Bundles and Bundles and Bundles

August 30th, 2018

The situation is well known to any physician working in almost any inpatient unit in the United States in 2018.  First, a “code sepsis” is announced as nurses have found a patient with any and all abnormal vital signs.  (Please don’t confuse this code with any of the other million types of codes that exist currently in the hospital today – code blue, code purple, rapid response, code brown, code Adam, etc.  We have created the inexplicable reality that physicians now must carry around a scorecard of what each code implies, thereby defeating the entire purpose of an emergency activated system, which is what the entire code system was created to provide!) That is quickly followed by the appearance of a charge nurse with a long checklist of orders that must be entered IMMEDIATELY – broad spectrum antibiotics, large volume fluid resuscitation, extensive laboratory evaluations – all to be completed as part of the “sepsis protocol” or bundle.  Never mind that abnormal vital signs are a regular finding in the hospital (it is, after all, an inpatient facility) and that SIRS and qSOFA scores leave much to be desired in their sensitivity for determining sepsis, this protocol MUST be implemented on EVERYONE who is suspected of having sepsis.  Heart failure? Doesn’t matter.  Just went up to use the rest room?  All the same – this may be sepsis after all!  Physicians are trapped because the last thing we’d want to do is NOT order the bundle.  The decision to quell the tide of panicked checklisting and ordering is followed by an equally arduous set of paperwork explaining why the patient was not in fact septic.  “Yeah well you see I think his tachycardia and tachypnea are due to being up and running in the hallways” – good luck with that!

 

The absurdity of the clinical chaos aside, study after study indicates that most – if not all – of the CMS bundles do not meet with their intended consequence.  Yet another study, just published here http://www.modernhealthcare.com/article/20180727/NEWS/180729909, shows that following the sepsis protocol did not actually improve mortality.
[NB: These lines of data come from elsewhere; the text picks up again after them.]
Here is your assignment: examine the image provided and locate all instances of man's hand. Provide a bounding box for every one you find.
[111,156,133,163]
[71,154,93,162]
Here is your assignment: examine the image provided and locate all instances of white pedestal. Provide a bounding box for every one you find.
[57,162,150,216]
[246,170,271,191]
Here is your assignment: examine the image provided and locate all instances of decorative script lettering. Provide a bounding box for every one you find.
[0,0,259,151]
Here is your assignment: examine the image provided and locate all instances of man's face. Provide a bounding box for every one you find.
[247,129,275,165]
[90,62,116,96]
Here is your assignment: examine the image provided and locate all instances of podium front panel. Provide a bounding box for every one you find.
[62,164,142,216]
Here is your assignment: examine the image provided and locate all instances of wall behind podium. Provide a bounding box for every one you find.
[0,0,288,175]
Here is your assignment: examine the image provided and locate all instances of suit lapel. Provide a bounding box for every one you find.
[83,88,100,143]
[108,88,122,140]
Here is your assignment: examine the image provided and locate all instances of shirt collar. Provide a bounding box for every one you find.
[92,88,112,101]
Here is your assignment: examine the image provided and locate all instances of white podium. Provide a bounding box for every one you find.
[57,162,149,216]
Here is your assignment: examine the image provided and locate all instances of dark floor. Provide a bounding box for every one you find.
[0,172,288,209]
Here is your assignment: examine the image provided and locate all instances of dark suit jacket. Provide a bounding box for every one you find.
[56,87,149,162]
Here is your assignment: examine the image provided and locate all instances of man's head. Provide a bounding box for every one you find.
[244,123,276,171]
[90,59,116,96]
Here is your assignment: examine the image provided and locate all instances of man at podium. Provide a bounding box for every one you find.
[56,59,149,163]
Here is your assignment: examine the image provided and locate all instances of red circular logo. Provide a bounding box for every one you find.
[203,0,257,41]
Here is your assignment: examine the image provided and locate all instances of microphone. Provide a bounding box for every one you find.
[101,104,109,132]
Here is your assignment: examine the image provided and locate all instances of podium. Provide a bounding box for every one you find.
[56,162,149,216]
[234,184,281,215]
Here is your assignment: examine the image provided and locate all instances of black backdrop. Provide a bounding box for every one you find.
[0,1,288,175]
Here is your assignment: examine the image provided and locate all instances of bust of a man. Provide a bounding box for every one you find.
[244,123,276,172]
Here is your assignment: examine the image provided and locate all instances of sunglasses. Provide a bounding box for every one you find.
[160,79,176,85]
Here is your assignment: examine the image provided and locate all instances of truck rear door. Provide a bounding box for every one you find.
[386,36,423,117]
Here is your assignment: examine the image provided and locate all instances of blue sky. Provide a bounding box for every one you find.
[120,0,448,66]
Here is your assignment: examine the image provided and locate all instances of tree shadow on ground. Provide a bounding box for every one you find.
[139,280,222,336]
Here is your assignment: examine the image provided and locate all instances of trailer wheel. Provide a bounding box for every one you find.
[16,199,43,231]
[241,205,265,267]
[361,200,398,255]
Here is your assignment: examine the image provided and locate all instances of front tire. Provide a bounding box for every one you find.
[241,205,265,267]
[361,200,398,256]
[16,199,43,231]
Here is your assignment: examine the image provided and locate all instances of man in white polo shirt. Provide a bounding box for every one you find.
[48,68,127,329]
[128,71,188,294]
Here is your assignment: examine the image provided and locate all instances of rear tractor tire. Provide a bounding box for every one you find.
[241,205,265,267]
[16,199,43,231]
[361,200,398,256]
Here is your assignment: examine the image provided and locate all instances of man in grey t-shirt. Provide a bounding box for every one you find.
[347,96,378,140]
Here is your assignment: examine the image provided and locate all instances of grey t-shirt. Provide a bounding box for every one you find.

Readmission penalties, stroke excellence certificates – none seem to have the requisite mortality benefit that lawmakers sought when they turned medicine from a beautiful art form into a series of check boxes and numbers.  Please do not misunderstand; I am strongly in favor of accountability in medicine and agree with instating protocols and bundles – and enforcing them with great levels of seriousness – if they improve patient outcomes.  However, to my mind, we should be putting the protocols into place that have been shown to improve outcomes, rather than trying to scramble post-facto to justify past-implemented bundles with the hopes that some meaningful outcome is attained.